A música eletrónica, por muitos, é entendida como vivendo singularmente no espectro do automatismo, do objetivo, da precisão fria e concreta, despindo-a de qualquer tipo de pretensão emocional; a música clássica, por outro lado, é frequentemente colocada num lugar privilegiado no que toca à sua capacidade de acesso às emoções mais profundas do ser humano. Bach, Beethoven, Mozart, Debussy, ao longo de séculos e séculos, todos eles especialistas em escavar um lugar no fundo do coração humano, mexendo-lhe, virando-o do avesso, provocando a fúria, a angústia, o riso e a lágrima, e o seu veículo, claro, o universo da música clássica. Frahm cresceu rodeado de música, particularmente deste foro, na sua infância em Hamburgo; o seu pai, Klaus Frahm, era então fotógrafo associado à editora ECM Records, que, embora frequentemente mais associada com jazz, é responsável pela edição de alguns dos trabalhos de música clássica contemporânea mais importantes do século XX. Poisou os dedos nas teclas do piano de cauda em criança, e o seu interesse por texturas sonoras distintas levou-o a fazê-los tocar com a mesma paixão nos sintetizadores e nas drum machines. Se a música clássica foi o primeiro grande amor de Frahm, a música eletrónica, exibindo sedutoramente um enorme leque de possibilidades sonoras por explorar, foi a sua amante da qual nunca se soube desfazer.

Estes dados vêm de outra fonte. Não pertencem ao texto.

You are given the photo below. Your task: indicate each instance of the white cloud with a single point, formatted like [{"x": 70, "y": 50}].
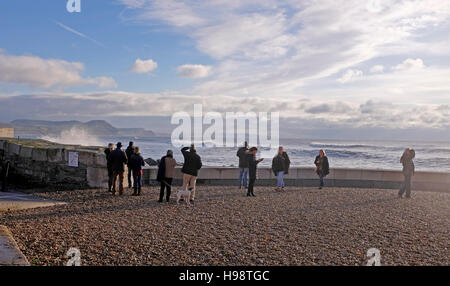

A união entre a paixão da música clássica e precisão do mundo eletrónico, o aparente calor de uma e a aparente frieza matemática de outro foi sempre a ambição primordial de Frahm, e talvez tenha conseguido não apenas aproximá-las, mas misturá-las de tal forma que se torna difícil separar o que pertence a cada mundo, de um modo perto do perfeito em All Melody (2018). E, assim, converte cuidadosamente o poder emotivo inerente ao mistério da música clássica às texturas da música eletrónica, todos eles misturados para construir as ferramentas necessárias de chegar ao coração, criando uma hora e pouco de música que parece, triunfalmente, confirmar que sim, o seu universo sonoro tem o poderio de mover a sua audiência ao extremo das suas capacidades, fazendo-a mesmo perder os sentidos. O tema que inicia a viagem, de nome “The Whole Universe Wants to Be Touched”, parece funcionar, assim, como uma espécie de aviso: prepare-se para se comover, porque sabemos que assim quer. E como queremos. Agora, é só fechar os olhos e ir recebendo a magia dos imponentes coros femininos de “A Place”, o acariciar de cordas de “Human Range”, ou os ritmos hipnotizantes da faixa título, até que chegue o fatídico mês de junho e que possamos ver o nosso coração a explodir dentro do nosso peito no Parque da Cidade, na próxima edição do NOS Primavera Sound.